Meski sempat digusur, permukiman liar ini kembali didirikan hingga akhirnya terbakar pada 2019 silam. Kebakaran itu merupakan yang kedua kalinya terjadi karena lupa mematikan kompor.
Mereka sempat ditawari untuk menempati rumah susun sederhana sewa (rusunawa) di Marunda, Jakarta Utara dan kawasan Kapuk, Jakarta Barat. Sebagian warga lantas pindah ke rusunawa tersebut. Namun, setelah tiga bulan dibebani biaya sewa untuk menempati rusunawa, mereka memilih angkat kaki dari sana.

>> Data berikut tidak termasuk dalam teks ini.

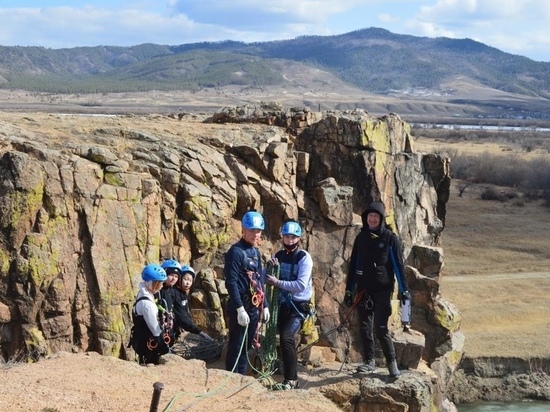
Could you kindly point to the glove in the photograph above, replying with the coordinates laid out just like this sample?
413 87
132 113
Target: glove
271 280
266 315
205 335
162 347
273 262
348 299
242 316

Setelah viral di media sosial, Lurah Jelambar Baru, Grogol Petamburan, Jakarta Barat melakukan pendataan warga kolong Jalan Tol Cawang-Tomang-Pluit. Berdasarkan pendataan diketahui, sebagian warga yang menghuni kolong jalan tol tersebut merupakan eks warga Kalijodo yang terkena penggusuran.
Ia menyebutkan, rata-rata warga yang menempati hunian di kolong tol memiliki KTP DKI Jakarta. "Ada laporan, mereka eks (penghuni) Kalijodo. Cuma itu kan sudah lama ya, kayaknya sih keluar-masuk situ," kata Danur, dikutip Rabu (21/6/2023).

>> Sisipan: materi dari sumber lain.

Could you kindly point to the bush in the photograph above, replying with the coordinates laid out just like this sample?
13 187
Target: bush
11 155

Untuk menuju tempat tersebut, Anda bisa masuk terlebih dahulu lewat tembok beton berkelir oranye di seberang pinggiran Kali Ciliwung, Jelambar Baru, Jakarta Barat. Pintu beton tersebut hanya bisa dilewati oleh satu orang.

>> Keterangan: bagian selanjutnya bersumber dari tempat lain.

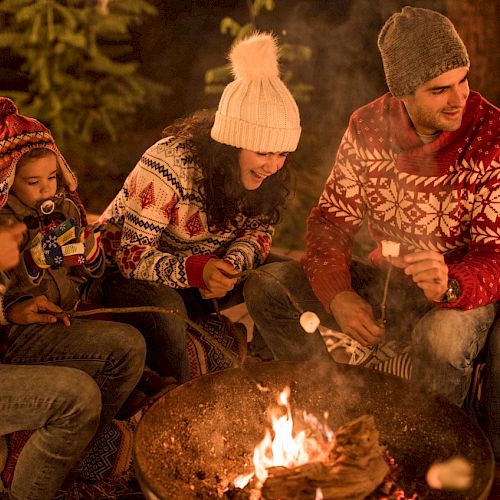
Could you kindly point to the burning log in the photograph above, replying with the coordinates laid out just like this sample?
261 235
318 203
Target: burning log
355 467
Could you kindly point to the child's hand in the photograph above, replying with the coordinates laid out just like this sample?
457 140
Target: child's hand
60 247
11 235
91 239
35 310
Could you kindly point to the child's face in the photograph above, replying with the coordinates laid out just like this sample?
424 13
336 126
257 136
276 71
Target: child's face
36 180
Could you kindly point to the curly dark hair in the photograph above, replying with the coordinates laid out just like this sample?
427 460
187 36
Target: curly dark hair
225 196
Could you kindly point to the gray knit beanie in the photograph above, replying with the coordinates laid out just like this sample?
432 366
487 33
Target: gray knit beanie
418 45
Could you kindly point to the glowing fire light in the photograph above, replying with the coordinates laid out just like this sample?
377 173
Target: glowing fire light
311 444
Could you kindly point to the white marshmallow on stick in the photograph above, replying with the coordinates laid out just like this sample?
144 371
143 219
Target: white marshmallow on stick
390 248
309 321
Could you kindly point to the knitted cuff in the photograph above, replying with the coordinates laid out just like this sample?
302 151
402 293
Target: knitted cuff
194 269
32 269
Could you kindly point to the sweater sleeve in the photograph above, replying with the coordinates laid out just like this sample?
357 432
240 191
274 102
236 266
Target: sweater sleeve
333 223
251 246
158 195
478 273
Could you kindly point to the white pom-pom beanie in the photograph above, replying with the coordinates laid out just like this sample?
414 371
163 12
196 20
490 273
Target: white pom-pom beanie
256 111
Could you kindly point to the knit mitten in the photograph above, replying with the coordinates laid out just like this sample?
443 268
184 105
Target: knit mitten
57 248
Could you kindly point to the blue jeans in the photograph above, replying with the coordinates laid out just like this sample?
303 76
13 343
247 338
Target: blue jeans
62 406
76 378
491 390
165 334
444 341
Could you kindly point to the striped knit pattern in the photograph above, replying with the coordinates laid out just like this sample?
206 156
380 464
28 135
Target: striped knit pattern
442 196
156 227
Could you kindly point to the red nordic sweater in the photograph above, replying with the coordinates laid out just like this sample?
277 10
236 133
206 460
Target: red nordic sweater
442 196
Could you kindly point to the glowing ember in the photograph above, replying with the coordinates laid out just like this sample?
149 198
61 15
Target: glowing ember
309 321
390 248
282 447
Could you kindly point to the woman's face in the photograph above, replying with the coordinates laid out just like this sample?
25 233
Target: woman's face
256 167
36 180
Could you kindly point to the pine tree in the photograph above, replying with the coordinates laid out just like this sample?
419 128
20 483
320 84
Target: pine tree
77 55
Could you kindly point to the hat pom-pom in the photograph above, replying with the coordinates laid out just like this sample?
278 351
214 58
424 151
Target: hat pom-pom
255 58
7 107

Apabila dipandang dari kejauhan, tak nampak jika sebenarnya itu adalah jalan masuk menuju celah tol berukuran tinggi setengah meter tersebut. Jika hendak masuk ke dalam, siapa pun perlu berjalan menunduk kalau tidak ingin kepalanya terbentur badan jalan tol.
Warga membuat rumah petak di sisi kanan dan kiri kolong. Ukuran dari rumah-rumah tersebut bervariasi, ada yang berukuran 1x1 meter, 2x2 meter, bahkan ada yang nampak sangat luas. Hanya saja, rumah-rumah tersebut nampak jauh dari kata layak.
Pasalnya, bangunan yang mereka sebut rumah itu terbuat dari bilik-bilik kayu yang ditempel berantakan. Sementara lantainya, masih berupa semen atau bahkan tanah berkerikil.